Possible even more useful though are the RAI Amsterdam Hotel Services pages which not only offer discounts but also act as a vast clearing house for hotel accommodation at the show. There are, of course, other options — houseboats via Airbnb and other specialist services are becoming increasingly more common — but the RAI service is probably the first port of call for most people heading to the city.
The most pertinent advice we can give here is to book early. The city’s hotels can struggle to house the 57,000 that attend the show every year and it’s not uncommon for late bookers to end up at one of the Schiphol Airport hotels or even in another city entirely. The transport network is good (a train journey from Amsterdam RAI to Schiphol costs €4 and takes about 10 minutes) but the trains cease about midnight. Most of the IBC parties — and it is a very sociable show — don’t.

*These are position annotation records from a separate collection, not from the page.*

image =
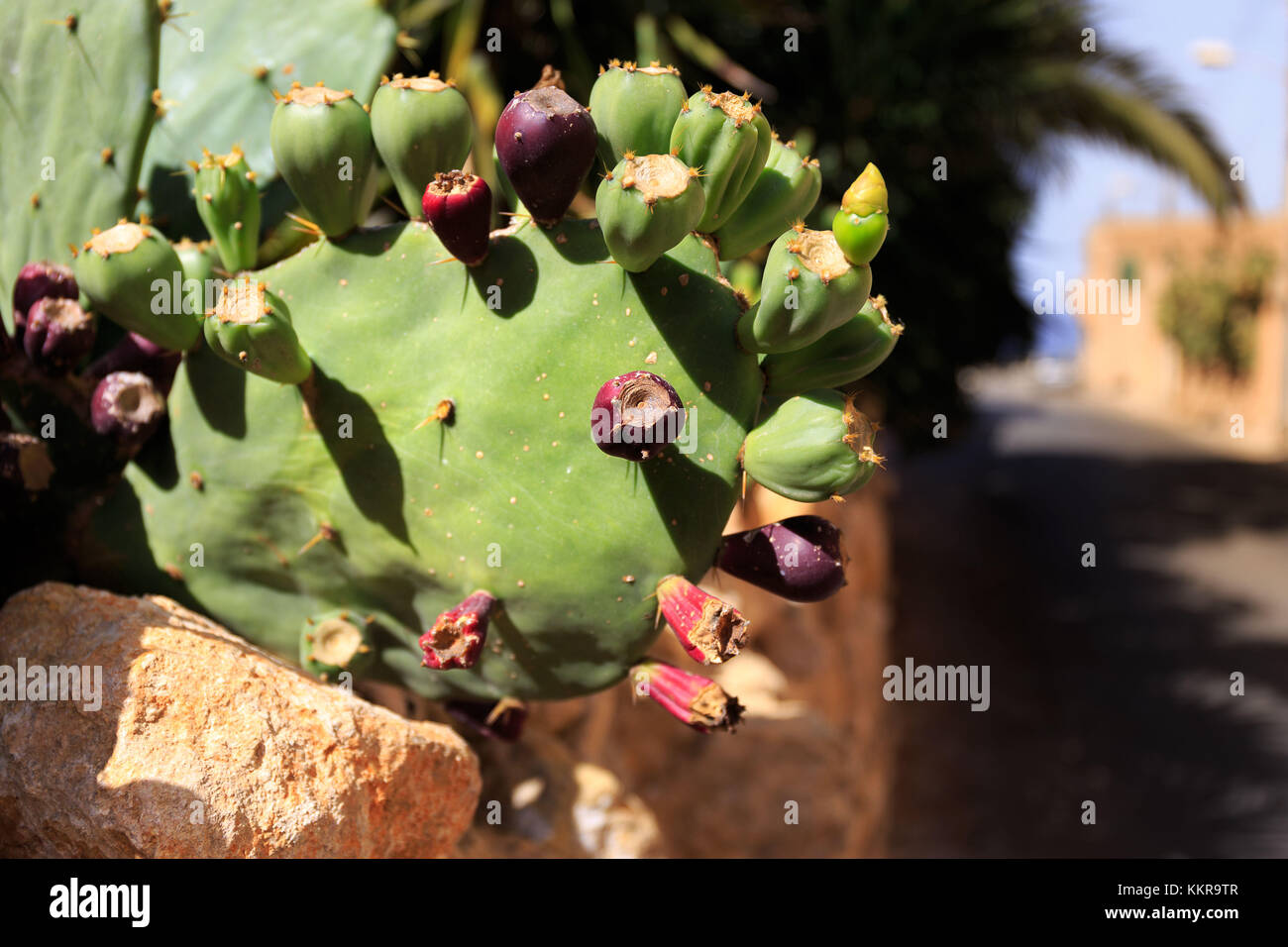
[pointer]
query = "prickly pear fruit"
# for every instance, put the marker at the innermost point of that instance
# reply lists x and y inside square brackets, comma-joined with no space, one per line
[252,328]
[321,142]
[546,145]
[645,206]
[690,697]
[336,642]
[635,415]
[25,466]
[58,335]
[40,281]
[459,208]
[728,140]
[800,560]
[117,270]
[421,125]
[228,205]
[709,630]
[842,356]
[785,192]
[136,354]
[127,407]
[200,285]
[807,290]
[635,108]
[862,222]
[811,447]
[458,635]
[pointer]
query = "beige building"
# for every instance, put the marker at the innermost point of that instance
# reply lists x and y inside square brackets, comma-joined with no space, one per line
[1127,360]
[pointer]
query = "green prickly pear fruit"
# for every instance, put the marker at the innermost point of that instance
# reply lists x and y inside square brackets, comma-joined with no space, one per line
[635,108]
[811,447]
[421,125]
[133,275]
[336,642]
[252,328]
[228,205]
[807,290]
[728,140]
[862,222]
[321,141]
[200,262]
[842,356]
[647,205]
[785,192]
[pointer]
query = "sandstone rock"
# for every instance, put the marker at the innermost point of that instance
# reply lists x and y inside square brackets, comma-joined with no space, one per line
[205,746]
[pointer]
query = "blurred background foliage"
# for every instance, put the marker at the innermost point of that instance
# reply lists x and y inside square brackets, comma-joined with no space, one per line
[992,86]
[965,106]
[1211,311]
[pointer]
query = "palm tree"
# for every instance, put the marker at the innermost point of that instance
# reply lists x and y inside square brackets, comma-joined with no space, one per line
[995,88]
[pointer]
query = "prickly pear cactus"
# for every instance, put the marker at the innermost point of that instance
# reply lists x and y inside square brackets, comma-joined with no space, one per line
[487,466]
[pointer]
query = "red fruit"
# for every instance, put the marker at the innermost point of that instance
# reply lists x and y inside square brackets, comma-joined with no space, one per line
[459,208]
[695,699]
[709,630]
[545,141]
[635,415]
[458,635]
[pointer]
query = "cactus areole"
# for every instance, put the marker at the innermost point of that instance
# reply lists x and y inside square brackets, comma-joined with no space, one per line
[380,444]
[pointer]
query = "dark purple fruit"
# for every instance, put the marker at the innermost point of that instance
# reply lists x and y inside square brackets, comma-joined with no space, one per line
[635,415]
[545,141]
[800,558]
[40,281]
[136,354]
[127,407]
[58,334]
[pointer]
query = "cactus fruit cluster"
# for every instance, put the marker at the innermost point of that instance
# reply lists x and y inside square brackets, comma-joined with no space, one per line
[485,464]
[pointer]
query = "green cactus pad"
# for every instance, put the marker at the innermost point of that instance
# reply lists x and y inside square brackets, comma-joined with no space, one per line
[134,277]
[421,127]
[323,149]
[228,204]
[807,290]
[645,206]
[811,447]
[635,108]
[785,192]
[728,138]
[842,356]
[75,114]
[505,492]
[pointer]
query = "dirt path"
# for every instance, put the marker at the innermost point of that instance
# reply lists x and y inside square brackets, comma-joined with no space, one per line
[1109,684]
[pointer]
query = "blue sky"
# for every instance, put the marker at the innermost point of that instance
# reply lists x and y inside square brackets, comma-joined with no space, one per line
[1244,103]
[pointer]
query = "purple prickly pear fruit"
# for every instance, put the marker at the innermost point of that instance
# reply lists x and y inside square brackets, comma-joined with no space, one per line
[635,415]
[58,334]
[545,141]
[127,407]
[501,720]
[695,699]
[25,463]
[800,558]
[40,281]
[136,354]
[709,630]
[458,635]
[459,208]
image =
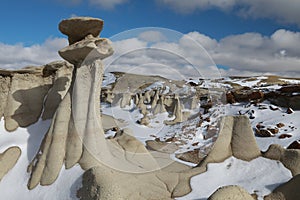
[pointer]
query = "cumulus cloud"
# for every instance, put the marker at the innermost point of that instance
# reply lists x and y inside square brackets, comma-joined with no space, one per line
[286,11]
[152,36]
[19,56]
[192,54]
[244,54]
[107,4]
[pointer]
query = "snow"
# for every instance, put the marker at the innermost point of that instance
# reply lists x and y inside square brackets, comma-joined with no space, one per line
[245,82]
[270,118]
[108,79]
[13,186]
[260,176]
[290,81]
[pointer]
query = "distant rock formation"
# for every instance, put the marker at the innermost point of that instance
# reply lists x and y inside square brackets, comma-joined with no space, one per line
[236,139]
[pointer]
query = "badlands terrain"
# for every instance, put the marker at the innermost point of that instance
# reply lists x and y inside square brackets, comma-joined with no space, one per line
[70,130]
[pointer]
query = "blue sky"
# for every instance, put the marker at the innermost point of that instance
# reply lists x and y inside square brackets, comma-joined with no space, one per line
[32,25]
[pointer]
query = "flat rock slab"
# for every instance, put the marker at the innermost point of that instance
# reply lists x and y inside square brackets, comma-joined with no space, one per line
[87,49]
[77,28]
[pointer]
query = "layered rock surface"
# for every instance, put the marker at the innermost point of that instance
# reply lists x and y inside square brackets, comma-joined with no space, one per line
[8,159]
[23,93]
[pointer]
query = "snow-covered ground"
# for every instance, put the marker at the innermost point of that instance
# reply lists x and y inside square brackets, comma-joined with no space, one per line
[13,186]
[259,176]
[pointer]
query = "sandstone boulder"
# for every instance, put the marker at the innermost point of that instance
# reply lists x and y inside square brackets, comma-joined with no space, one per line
[77,28]
[286,191]
[230,193]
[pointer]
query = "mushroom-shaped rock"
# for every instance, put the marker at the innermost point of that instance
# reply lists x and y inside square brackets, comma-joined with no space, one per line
[88,49]
[77,28]
[160,107]
[177,112]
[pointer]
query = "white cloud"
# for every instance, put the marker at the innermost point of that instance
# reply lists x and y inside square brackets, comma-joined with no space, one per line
[245,54]
[284,11]
[107,4]
[19,56]
[152,36]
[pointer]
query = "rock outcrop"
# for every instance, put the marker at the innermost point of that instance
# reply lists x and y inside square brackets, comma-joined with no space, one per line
[290,158]
[230,193]
[286,191]
[236,139]
[75,132]
[78,28]
[23,93]
[8,159]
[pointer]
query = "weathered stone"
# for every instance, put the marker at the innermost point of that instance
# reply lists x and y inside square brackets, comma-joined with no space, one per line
[77,28]
[87,49]
[8,159]
[286,191]
[294,145]
[230,193]
[290,158]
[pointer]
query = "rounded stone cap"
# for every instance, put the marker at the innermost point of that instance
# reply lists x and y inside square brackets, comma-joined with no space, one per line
[77,28]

As for getting around Amsterdam, all attendees are entitled to a free GVB public transport pass that enables them to just hop on a tram (the Number 4 takes visitors straight there, though beware of the crush on Monday morning) or the Metro. Shuttle buses run various routes between the different hotels, and taxis are also plentiful, though watch out for significant queues leaving the RAI at peak times.
IBC2018: Out & About in Amsterdam
There is so much going on at IBC that it is very easy to fill all the hours of any visit with purely industry stuff. From breakfast meetings to the conference and exhibition itself and on to a seemingly endless round of parties and dinners that stretch far into the night, it can be a frenetic schedule.
If you can make time away from the RAI and its satellite events though, few cities reward exploration as much as Amsterdam. It really has something for everyone, and while many cities demonstrate a similar bipolar nature of high culture and more, shall we say, earthly delights, few do it in as compact a space and with such style as Amsterdam.
One of the best online English language guides to the city is published by Time Out, and covers everything from the Grand Masters whose works adorn the walls of the city’s Museum Quarter to The Walletjes, the infamous and still incredibly popular Red Light District area up by the Central Station.
You can fuel your journey with some Indonesian food in the many Rijsttafel that dot the city and are something of a Dutch speciality. At the high end both Tempo Doeloe or Tujuh Maret on Utrechtsestraat have great reputations worthy of their price brackets, while for slightly cheaper eats, Kantjil & De Tijger on Spuistraat has been an IBC favourite for years. Or, if you’re simply thirsty, the small chain of Gollem bars is a good place to start investigating the wide range of European beers available in the city. Just check their strength first as one of them can be potent to say the least.
Other sites well worth checking out for some research before you go include the comprehensive, official tourist site Iamsterdam, the TripAdvisor listings, Eating Amsterdam’s Foodie Guide, and the New York Times’ entertainingly quirky 36 Hours in Amsterdam.
IBC2018 and the Continued Importance of the Trade Show
A couple of years ago, it was fashionable to assume that the tradeshow as a concept was dead and buried. The very technologies that have transformed the industry and unleashed the power of OTT, SVOD and IPTV were also meant to do away with the need for different companies, suppliers, trade bodies, and individuals to physically meet in the same place.
It hasn’t worked out like that. With attendances steadily on the rise across the board, tradeshows seem to have become more important than ever. Of course, more information flows between companies, and particularly between vendors and customers, now than ever on an almost 24/7 basis. But whether it’s lifting a new camera for the first time, seeing a new technology demo, or meeting a key contact face to face, the importance of actually being there remains.
IBC’s two tagline for the conference and exhibition respectively this year are ‘Shaping the future together’ and ‘Where people connect and ideas merge’. And that is exactly why we will be there once more this year on Stand 1.A51. We hope to see you there too.